The Rapid DNA Act of 2017, passed with a bipartisan vote in Congress last year, allows law enforcement agencies to perform real-time DNA testing at the time of an arrest at their own booking stations, comparing samples to profiles in the FBI's Combined DNA Index System (CODIS). While some of that might already be happening, the FBI has set a timetable for 2019 to test a more robust integration.

Critics say such expansion increases the likelihood of people arrested being treated, in the eyes of law enforcement, automatically as felons, and being denied due process. They cite the occurrence of lab mix-ups and sample contamination as examples where a legally innocent person's inclusion in the DNA database could wrongly implicate them in a crime, with pronounced effects on people of color given their disproportionate representation in the criminal justice system.

"The overexpansion of the CODIS database and California's failure to promptly expunge profiles of innocent arrestees exploits and reinforces systemic racial and socio-economic biases," Lisa Holder, interim legal director at the Equal Justice Society, said in a statement. "We want the court to recognize that California's DNA collection and retention practices are unfairly putting already vulnerable poor communities and people of color at even greater risk of racial profiling and law enforcement abuse."

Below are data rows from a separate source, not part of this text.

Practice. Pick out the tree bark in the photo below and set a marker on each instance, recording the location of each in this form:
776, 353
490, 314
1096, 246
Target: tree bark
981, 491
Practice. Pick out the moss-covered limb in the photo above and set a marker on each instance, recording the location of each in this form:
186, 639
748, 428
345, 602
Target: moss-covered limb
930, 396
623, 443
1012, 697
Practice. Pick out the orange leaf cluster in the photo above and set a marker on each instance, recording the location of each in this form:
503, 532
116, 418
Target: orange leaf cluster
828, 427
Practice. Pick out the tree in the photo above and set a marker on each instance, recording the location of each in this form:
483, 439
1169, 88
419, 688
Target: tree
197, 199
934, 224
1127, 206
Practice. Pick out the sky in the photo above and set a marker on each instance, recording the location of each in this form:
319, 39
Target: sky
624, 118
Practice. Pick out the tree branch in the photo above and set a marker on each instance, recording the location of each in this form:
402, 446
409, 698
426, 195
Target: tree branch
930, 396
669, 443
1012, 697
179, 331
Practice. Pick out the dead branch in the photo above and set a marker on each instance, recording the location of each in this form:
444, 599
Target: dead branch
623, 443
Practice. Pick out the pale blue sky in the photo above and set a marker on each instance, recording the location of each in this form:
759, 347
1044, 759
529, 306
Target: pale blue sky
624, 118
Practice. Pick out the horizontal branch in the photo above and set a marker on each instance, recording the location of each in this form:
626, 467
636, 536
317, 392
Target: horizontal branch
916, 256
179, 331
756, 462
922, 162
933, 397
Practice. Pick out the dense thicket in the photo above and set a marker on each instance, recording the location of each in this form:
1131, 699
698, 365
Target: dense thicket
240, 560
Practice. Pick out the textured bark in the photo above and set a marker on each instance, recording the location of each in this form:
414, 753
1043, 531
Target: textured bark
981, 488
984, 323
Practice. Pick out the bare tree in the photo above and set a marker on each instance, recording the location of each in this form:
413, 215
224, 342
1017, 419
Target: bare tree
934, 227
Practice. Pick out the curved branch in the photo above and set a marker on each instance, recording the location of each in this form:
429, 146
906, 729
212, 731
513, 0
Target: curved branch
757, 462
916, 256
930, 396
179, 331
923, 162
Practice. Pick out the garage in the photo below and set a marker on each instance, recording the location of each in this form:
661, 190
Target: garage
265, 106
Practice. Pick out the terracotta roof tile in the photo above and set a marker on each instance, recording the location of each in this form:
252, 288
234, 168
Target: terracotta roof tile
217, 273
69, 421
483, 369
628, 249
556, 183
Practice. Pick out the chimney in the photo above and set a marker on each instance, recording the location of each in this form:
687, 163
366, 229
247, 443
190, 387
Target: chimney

Michael Risher, a former staff attorney at the ACLU in Northern California serving as co-counsel for the plaintiffs, told this news organization last year that police can still collect DNA from suspects, just not automatically. Investigators, he said, should use the same information that leads to an arrest to apply for a warrant to get a DNA sample.

Another contention by the plaintiffs in Monday's lawsuit is that the process for legally innocent people to purge themselves from the database is complicated, poorly publicized, and unreasonably difficult to navigate. The plaintiffs estimated that 750,000 DNA profiles collected by California police agencies in the past decade were eligible to be expunged because the people were either exonerated or acquitted, but only 1,510 made such requests, and of those 1,282 were approved. That amounts to a 0.1 percent removal rate.

"Our DNA contains our entire genetic makeup _ private and intensely personal information that maps who we are and where we come from," EFF Staff Attorney Jamie Lee Williams said in a statement. "The state's failure to automatically expunge DNA samples and profiles from the hundreds of thousands of Californians who were not ultimately convicted of a crime is unconstitutional."